Fancy breakfast treats made from scratch every day that you get to eat? What's not to love! One of the things I love most about this major is that it's so accessible. Everyone already has an intimate relationship with food, and the opportunities for creative expression and innovation are just as rich when you're cooking as when you're building a robot. It's also easy for campers to keep building on their Chefology experience at home and share it with their family. I love the idea of campers cooking the visionary pancakes they designed at camp for their family on a Sunday morning.
What are you most excited about for this major?
I'm most excited about the recipe books. We redesigned the recipes in Chefology to allow for more customization and innovation in each dish. So instead of traditional recipes with one set of ingredients and steps, we have choose-your-own-adventure style recipes (that to my knowledge don't exist anywhere but Galileo). It's super fun to use and since each camper gets to take their recipe books home, they can keep using these innovation recipes after camp. I actually love the recipe book so much that I have a copy of it that I use at home.
What will be the most exciting part of this major for campers? The most challenging?
In general, it's always exciting for campers to eat something they created themselves. I think in Breakfast Club, the most exciting recipe is also the most challenging: bagels! Campers are surprised that they can make a dish like bagels from scratch because it seems so complicated. It is actually a fairly involved and complex process (rising and kneading the dough, forming, boiling and baking), but I think the sophistication of the recipe also makes it exciting.
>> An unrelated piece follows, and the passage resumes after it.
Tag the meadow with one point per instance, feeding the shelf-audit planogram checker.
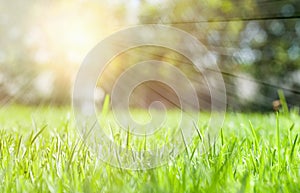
(40, 151)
Plus, the end result—a fresh-from-the-oven, baked-from-scratch bagel—is definitely worth the effort.
How will campers practice the Galileo Innovation Approach in this major?
Campers are working in groups each day of the week, which is an amazing opportunity for them to strengthen their collaborative mindset. Each day campers practice collaborative planning strategies like active listening, practicing using “yes, and…” and finding ways to combine parts of everyone's ideas to create new ones. Activities are also specifically designed to help campers see the value of multiple perspectives. For example, campers work together during a smoothie activity where everyone picks an ingredient without knowing what the others picked, and the group has to find a way to use everyone's ingredient in their collaborative creation. Campers are often surprised at how an ingredient they would have never picked actually tastes delicious.